In reaction to the Jerry Sandusky revelations in Pennsylvania, the Louisiana Legislature enacted a new whistleblower statute intended to protect employees from reprisal for reporting any fellow employee’s sexual abuse of a minor. A companion law now imposes criminal liability for an adult who fails to report the sexual abuse of a child to the authorities.
This new whistleblower statute, which went into effect on August 1, 2012, provides that “no employee shall be discharged, demoted, suspended, threatened, harassed, or discriminated against in any manner in the terms and conditions of his employment because of any lawful act engaged in by the employee or on behalf of the employee in furtherance of any action taken to report the sexual abuse of a minor child by any fellow employee to law enforcement, whether such fellow employee is a co-worker, supervisor or subordinate.” It further provides a cause of action against public and private employers “for damages associated with any action taken by the employee which is in furtherance of the protection of a minor child.” The statute entitles employees who prevail on such claims to treble damages, court costs, and attorney fees.

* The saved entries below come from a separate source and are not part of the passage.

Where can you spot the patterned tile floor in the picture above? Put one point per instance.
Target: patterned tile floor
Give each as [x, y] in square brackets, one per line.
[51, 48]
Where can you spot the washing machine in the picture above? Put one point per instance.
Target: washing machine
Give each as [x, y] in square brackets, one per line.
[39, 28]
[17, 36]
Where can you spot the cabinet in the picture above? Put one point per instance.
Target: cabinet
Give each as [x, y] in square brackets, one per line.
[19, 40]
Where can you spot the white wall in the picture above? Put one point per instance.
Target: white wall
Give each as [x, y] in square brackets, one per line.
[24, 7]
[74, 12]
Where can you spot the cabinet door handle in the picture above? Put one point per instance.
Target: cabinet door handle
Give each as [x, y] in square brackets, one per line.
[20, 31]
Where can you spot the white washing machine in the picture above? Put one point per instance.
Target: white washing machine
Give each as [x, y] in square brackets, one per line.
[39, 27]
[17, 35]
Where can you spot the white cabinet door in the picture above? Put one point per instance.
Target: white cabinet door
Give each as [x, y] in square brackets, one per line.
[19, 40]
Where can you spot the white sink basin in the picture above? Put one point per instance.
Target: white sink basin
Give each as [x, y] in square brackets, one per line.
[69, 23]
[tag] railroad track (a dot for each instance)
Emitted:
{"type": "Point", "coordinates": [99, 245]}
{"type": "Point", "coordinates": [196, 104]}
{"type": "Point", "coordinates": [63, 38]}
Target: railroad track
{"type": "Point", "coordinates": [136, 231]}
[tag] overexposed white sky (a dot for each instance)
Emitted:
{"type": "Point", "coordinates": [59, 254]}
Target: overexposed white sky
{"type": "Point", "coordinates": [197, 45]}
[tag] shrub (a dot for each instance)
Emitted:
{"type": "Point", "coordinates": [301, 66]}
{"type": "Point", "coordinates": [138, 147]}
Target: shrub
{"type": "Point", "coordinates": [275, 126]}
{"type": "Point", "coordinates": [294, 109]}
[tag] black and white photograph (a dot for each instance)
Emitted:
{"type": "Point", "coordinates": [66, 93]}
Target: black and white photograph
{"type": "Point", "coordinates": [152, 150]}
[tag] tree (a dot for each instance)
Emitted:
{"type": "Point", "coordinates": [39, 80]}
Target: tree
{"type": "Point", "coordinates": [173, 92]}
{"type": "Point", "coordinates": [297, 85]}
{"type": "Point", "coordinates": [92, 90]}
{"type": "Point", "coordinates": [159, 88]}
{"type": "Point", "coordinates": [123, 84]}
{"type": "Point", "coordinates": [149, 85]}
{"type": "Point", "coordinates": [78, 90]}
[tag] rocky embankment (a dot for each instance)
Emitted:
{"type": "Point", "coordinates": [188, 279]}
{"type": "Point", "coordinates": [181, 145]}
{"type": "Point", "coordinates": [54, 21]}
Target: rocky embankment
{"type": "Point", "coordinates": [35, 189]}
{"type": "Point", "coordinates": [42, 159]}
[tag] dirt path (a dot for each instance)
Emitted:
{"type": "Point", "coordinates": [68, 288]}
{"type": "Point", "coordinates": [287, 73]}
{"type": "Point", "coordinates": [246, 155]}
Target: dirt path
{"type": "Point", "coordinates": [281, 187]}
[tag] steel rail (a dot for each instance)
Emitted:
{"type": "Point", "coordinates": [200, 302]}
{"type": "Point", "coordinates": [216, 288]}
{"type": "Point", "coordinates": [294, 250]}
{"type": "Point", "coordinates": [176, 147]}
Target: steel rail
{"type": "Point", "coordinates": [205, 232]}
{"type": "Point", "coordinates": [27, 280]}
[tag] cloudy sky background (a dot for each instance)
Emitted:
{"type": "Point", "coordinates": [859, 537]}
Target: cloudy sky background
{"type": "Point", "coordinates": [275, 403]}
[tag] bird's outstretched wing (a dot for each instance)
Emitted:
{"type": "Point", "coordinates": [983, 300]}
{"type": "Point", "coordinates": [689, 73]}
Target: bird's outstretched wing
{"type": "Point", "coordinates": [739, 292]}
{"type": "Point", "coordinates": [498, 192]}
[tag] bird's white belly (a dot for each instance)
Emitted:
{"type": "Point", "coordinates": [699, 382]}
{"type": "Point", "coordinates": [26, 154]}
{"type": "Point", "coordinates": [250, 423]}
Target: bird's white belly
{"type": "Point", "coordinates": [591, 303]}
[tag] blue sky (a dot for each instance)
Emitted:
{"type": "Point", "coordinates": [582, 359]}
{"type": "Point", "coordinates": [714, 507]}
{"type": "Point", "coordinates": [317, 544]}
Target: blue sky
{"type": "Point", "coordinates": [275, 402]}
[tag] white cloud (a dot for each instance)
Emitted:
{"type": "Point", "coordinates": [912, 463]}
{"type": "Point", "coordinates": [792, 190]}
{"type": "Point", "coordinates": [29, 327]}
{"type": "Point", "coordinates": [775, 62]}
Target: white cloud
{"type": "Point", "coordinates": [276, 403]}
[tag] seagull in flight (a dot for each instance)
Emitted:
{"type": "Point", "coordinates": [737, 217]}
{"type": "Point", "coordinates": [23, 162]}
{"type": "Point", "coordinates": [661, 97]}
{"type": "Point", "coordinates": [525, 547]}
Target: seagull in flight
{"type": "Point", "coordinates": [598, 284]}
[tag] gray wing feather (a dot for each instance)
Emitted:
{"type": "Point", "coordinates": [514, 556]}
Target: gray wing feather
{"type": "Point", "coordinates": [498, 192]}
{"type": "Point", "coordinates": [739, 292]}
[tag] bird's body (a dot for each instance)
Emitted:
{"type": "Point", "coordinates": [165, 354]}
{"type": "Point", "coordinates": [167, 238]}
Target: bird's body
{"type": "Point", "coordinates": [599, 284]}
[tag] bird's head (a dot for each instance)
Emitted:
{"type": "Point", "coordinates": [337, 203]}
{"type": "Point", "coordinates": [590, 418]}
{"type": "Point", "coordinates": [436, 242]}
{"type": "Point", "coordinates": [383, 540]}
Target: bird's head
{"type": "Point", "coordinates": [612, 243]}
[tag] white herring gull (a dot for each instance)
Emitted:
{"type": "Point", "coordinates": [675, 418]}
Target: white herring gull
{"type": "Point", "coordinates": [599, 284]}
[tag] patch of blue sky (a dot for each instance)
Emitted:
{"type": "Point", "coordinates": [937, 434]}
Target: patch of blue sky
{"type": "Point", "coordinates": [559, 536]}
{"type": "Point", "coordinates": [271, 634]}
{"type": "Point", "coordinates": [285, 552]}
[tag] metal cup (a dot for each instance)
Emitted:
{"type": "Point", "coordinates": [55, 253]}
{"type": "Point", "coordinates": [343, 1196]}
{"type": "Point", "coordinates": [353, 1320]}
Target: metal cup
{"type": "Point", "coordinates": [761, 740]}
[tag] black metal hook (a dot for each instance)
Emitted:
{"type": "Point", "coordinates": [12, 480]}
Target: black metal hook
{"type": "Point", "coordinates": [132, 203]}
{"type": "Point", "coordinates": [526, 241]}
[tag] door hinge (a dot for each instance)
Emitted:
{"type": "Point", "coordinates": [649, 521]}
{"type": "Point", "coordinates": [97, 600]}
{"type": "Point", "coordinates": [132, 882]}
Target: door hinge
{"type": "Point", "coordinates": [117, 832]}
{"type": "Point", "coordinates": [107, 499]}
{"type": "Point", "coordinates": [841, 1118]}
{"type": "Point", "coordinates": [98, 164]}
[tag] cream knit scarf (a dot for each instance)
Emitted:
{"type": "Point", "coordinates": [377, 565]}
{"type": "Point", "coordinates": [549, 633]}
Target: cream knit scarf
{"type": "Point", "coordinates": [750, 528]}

It does, however, specify that plaintiffs may not recover under the statute “if the court finds that the plaintiff instituted or proceeded with an action that was frivolous, vexatious, or harassing.”
While this statute ostensibly protects employees from retaliation for reporting the sexual abuse of a child, it should not change an employer’s obligation not to retaliate against whistleblowers. The general whistleblower statute, LSA-R.S. 23:967, which was enacted in 1997, already protects employees from reprisal for reporting “a workplace act or practice that is in violation of state law.” The new statute arguably provides greater protection to the employees in one respect—it does not require employees to first report the abuse to their employer to be protected from retaliation; whereas, the existing whistleblower statute states that “an employer shall not take reprisal against an employee who in good faith, and after advising the employer of the violation of the law” reports the violation to the authorities. (Thus, without a requirement that an employee notify his employer, an employer might not necessarily know that a report has been made.) Aside from this difference, the new whistleblower protection statute imposes no additional obligations on employers but seems merely to provide an alternate cause of action—and additional damages—for employees claiming retaliation.
Significantly, for an employee with the option to sue under either statute, LSA-R.S. 23:968 is the more attractive choice. Like LSA-R.S. 30:2027, the whistleblower protection law for environmental violations, this new whistleblower statute imposes treble damages for retaliation against employees who report the sexual abuse of a child. This damage provisions renders a violation of this statute a costly mistake. Fortunately, the same actions that employers take to avoid liability under the existing whistleblower statute should protect them from claims under the new one. To avoid liability, an employer should refrain from retaliating against employees for reporting the sexual abuse of a minor to law enforcement, regardless of whether the employee first notifies the employer of the violation of the law.